Existe una idea romantizada sobre los ladrones de arte, como si fueran delincuentes refinados con un aire a lo Sean Connery, tan encantadores y glamourosos que sus crímenes pueden acabar pareciendo simples sinvergonzonerías. Pero la realidad suele ser más sórdida. Myles Connor, que en la década de los ochenta entró disfrazado al Museo de Bellas Artes de Boston y salió con una pintura de Rembrandt bajo el brazo, de adolescente tocaba rock and roll en clubes locales, compensando su baja estatura subido en una Harley Davidson sobre el escenario. Y Stéphane Breitwieser era un camarero que acumuló en la buhardilla de la casa de su madre, en un suburbio industrial cerca de Estrasburgo, un botín de doscientas obras, incluidos cuadros de Lucas Cranach, Peter Brueghel o Antoine Watteau que había robado en seis países europeos a plena luz del día. Para ambos las motivaciones fueron inusuales. Sentían afecto por las obras que robaban y el objeto de sus fechorías era rodearse de aquello cuya cercanía les proporcionaba placer.

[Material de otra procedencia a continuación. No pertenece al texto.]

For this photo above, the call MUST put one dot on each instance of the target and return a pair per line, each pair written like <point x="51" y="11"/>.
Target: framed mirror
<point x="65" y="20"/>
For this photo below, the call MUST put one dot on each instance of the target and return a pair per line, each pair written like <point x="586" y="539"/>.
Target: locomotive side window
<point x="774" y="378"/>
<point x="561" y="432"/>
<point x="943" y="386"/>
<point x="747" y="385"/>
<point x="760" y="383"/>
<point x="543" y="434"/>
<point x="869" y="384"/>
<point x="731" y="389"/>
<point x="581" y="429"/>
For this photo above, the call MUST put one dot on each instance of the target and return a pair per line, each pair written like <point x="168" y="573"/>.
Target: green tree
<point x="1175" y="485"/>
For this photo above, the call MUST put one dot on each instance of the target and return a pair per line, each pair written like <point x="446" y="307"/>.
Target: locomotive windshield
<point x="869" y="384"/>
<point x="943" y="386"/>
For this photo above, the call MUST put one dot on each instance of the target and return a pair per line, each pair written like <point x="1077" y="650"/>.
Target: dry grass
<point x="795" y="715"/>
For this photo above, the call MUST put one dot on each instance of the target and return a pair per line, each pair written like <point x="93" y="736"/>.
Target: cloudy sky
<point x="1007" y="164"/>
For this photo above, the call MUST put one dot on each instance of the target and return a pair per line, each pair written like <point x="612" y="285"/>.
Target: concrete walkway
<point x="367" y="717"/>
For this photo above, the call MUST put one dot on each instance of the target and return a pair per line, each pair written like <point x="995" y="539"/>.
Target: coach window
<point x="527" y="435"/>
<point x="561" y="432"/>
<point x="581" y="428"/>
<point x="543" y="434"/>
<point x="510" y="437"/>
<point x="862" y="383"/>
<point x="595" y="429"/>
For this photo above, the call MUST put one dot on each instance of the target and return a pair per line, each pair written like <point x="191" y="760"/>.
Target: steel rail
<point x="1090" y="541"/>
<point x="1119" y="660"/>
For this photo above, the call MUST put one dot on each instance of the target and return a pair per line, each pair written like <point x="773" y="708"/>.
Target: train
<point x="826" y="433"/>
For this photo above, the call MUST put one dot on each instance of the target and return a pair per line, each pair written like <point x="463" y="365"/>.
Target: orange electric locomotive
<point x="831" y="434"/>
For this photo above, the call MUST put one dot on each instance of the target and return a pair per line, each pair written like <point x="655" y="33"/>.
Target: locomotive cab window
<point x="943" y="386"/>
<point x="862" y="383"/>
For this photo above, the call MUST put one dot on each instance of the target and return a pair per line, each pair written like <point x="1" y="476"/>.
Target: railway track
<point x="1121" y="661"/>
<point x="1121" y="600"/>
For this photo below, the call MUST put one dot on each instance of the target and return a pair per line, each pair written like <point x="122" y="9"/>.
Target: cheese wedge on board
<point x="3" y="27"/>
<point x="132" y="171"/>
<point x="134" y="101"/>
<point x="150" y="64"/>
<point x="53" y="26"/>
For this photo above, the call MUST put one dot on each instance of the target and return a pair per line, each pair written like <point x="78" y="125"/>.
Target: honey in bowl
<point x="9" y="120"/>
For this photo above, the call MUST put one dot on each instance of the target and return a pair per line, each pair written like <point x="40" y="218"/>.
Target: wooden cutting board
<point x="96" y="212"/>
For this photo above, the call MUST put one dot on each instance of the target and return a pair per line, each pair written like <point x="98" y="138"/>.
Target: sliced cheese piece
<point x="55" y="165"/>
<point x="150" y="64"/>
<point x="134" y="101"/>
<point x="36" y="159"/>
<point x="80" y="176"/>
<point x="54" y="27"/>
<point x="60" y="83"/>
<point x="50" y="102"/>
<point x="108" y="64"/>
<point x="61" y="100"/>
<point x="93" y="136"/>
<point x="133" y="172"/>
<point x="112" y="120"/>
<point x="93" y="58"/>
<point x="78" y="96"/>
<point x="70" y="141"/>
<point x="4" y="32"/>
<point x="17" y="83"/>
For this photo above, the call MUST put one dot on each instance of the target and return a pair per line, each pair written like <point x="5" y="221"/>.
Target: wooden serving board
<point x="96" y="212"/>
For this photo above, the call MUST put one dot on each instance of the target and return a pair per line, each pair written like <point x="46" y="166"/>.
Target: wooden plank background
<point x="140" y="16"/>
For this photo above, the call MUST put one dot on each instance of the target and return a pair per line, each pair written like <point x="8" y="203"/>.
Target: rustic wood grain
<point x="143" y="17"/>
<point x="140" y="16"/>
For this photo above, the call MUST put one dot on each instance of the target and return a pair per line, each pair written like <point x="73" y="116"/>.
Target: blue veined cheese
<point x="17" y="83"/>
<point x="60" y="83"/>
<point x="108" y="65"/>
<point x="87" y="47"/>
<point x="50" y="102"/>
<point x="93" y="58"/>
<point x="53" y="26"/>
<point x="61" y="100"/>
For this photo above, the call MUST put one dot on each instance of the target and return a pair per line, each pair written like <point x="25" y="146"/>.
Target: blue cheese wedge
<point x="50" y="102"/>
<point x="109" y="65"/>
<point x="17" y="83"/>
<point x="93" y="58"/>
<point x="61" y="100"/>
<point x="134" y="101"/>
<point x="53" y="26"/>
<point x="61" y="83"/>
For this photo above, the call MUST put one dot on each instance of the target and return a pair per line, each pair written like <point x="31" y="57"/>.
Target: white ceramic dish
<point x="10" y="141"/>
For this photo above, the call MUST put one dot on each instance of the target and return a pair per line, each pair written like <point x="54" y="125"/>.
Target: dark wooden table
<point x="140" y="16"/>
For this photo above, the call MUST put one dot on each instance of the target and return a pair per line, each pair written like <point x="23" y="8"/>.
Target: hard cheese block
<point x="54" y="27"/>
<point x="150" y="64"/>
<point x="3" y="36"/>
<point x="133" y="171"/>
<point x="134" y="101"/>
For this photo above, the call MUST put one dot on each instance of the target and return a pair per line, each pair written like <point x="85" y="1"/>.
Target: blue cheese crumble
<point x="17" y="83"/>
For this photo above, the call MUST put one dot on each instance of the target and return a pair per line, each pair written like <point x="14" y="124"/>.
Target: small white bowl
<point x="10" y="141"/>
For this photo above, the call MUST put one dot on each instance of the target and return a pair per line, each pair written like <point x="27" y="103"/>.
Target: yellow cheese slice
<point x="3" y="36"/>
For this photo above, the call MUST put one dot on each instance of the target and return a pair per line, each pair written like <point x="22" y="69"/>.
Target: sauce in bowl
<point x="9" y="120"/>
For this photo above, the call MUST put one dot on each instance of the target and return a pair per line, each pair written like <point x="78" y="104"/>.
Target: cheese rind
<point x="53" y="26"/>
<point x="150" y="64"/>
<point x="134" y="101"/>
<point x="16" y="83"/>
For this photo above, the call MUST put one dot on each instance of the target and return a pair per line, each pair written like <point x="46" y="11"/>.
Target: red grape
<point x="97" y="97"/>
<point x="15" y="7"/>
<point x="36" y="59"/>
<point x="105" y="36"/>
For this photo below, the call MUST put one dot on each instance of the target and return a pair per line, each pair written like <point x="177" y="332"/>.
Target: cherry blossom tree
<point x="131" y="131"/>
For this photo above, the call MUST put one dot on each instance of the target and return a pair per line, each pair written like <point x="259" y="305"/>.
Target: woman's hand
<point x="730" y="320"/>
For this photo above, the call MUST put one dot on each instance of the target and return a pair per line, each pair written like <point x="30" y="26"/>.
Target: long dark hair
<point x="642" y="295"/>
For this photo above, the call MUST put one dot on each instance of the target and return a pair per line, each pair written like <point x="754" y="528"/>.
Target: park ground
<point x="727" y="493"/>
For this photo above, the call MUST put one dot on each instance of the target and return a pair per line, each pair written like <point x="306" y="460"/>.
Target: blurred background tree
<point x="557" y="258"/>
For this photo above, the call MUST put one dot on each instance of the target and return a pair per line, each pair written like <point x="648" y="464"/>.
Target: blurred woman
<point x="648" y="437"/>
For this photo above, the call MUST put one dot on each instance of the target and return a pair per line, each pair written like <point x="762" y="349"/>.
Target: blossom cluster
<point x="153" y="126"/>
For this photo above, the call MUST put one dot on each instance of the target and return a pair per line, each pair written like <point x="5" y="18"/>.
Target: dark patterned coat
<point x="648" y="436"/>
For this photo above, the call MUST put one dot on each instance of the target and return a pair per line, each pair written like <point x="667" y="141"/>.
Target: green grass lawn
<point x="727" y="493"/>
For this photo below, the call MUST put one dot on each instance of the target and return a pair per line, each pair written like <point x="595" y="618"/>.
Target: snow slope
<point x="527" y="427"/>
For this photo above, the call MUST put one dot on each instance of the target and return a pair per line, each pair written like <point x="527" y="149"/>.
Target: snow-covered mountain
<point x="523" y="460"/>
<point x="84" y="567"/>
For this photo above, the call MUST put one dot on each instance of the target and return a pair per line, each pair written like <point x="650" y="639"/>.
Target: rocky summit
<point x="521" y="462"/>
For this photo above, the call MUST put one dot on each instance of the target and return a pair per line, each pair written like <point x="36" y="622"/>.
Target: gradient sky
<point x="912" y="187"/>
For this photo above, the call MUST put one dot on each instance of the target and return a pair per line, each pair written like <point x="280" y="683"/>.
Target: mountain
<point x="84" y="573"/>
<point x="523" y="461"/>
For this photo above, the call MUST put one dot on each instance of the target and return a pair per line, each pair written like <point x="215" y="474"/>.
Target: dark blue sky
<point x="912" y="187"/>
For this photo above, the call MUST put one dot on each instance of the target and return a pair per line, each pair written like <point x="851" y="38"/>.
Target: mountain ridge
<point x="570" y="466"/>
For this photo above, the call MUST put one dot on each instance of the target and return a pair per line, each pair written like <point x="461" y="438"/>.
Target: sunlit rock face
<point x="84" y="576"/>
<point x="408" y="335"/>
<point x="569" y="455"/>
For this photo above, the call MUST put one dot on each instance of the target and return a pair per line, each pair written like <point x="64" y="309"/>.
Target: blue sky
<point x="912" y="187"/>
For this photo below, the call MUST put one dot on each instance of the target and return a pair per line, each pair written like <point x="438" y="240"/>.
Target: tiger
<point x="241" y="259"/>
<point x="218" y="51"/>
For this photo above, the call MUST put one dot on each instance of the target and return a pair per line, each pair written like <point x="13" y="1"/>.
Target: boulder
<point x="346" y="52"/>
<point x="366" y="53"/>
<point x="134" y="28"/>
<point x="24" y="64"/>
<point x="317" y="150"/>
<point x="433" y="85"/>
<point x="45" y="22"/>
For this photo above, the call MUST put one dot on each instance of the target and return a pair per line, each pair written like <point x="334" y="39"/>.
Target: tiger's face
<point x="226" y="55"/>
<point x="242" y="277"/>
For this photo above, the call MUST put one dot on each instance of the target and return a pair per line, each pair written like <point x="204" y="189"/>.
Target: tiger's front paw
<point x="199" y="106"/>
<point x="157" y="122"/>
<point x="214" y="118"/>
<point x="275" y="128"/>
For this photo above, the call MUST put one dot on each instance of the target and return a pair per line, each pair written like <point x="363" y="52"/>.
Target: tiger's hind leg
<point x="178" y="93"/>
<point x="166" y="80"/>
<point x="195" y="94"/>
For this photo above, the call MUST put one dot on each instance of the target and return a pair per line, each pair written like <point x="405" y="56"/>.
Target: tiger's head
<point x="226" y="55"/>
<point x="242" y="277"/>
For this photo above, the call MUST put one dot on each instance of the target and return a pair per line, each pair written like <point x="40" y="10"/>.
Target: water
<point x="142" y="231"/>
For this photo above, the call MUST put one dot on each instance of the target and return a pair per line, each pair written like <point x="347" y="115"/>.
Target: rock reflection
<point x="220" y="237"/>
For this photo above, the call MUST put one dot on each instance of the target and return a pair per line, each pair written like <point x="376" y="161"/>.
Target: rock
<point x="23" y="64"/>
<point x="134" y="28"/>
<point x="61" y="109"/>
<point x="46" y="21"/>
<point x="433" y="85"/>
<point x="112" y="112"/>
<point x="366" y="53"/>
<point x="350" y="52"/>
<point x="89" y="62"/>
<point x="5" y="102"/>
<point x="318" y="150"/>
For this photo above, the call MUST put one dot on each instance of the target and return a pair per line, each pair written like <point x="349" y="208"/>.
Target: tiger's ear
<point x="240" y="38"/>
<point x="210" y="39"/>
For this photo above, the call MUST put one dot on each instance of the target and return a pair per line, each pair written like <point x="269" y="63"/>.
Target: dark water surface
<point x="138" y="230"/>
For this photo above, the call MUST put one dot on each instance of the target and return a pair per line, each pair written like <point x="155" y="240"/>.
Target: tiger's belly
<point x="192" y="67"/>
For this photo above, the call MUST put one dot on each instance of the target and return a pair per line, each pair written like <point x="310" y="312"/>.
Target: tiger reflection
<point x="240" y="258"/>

Stéphane Breitwieser, durante el proceso en 2005
A Connor, que una vez robó docenas de piezas de la colección de un museo porque habían insultado a su padre, lo he visto estos días haciendo declaraciones en calidad de experto, a propósito del robo del Louvre. Y Anthony M. Amore le acaba de dedicar un libro, The Rembrandt Heist, en el que se rinde ante el único ladrón que se salvó gracias al robo de un cuadro. Había aprendido a amar el arte, en especial las antigüedades orientales, gracias a su abuelo y muchos de sus hurtos tuvieron que ver con el deseo de completar lo que le había legado. Comprobó que era más fácil burlar los sistemas de seguridad que planificar los pasos siguientes. Y evitó ser atrapado manteniendo ocultos y sin poner a la venta los objetos robados. Violó esa norma en los setenta y la policía no tardó en localizarlo. Había cumplido ya condena por herir a un policía y no quería pasar los próximos 15 años entre rejas. Se lo sugirió su abogado: “Solo Rembrandt podría sacarte de esto”. Se trataba de robarlo y luego pedir por él un rescate a la fiscalía a cambio de una rebaja de condena. Puso su objetivo en una pequeña pintura ovalada, Retrato de una joven con manto dorado , la descolgó a la hora del almuerzo y escapó con ella con relativa facilidad. Finalmente fue condenado a cuatro años y nunca fue acusado de la desaparición de la obra.
La realidad es más sórdida, pero hay ladrones que aprecian las obras y roban para su propio deleite
También Breitwieser logró zafarse de la policía y vivir sin que nadie le molestara mientras mantuvo el botín oculto en su casa para su propio deleite. Su sueldo como camarero no le permitía hacer una colección por medios tradicionales y decidió requisarla . Protagonista de otro libro, El ladrón de art e, de Michael Finkel, su primer y único tropiezo dio al traste con un fondo de más de 2.000 millones de euros. Al enterarse de su detención, su madre se desembarazó de las obras destruyéndolas, tirándolas a la basura o arrojándolas a un canal cercano.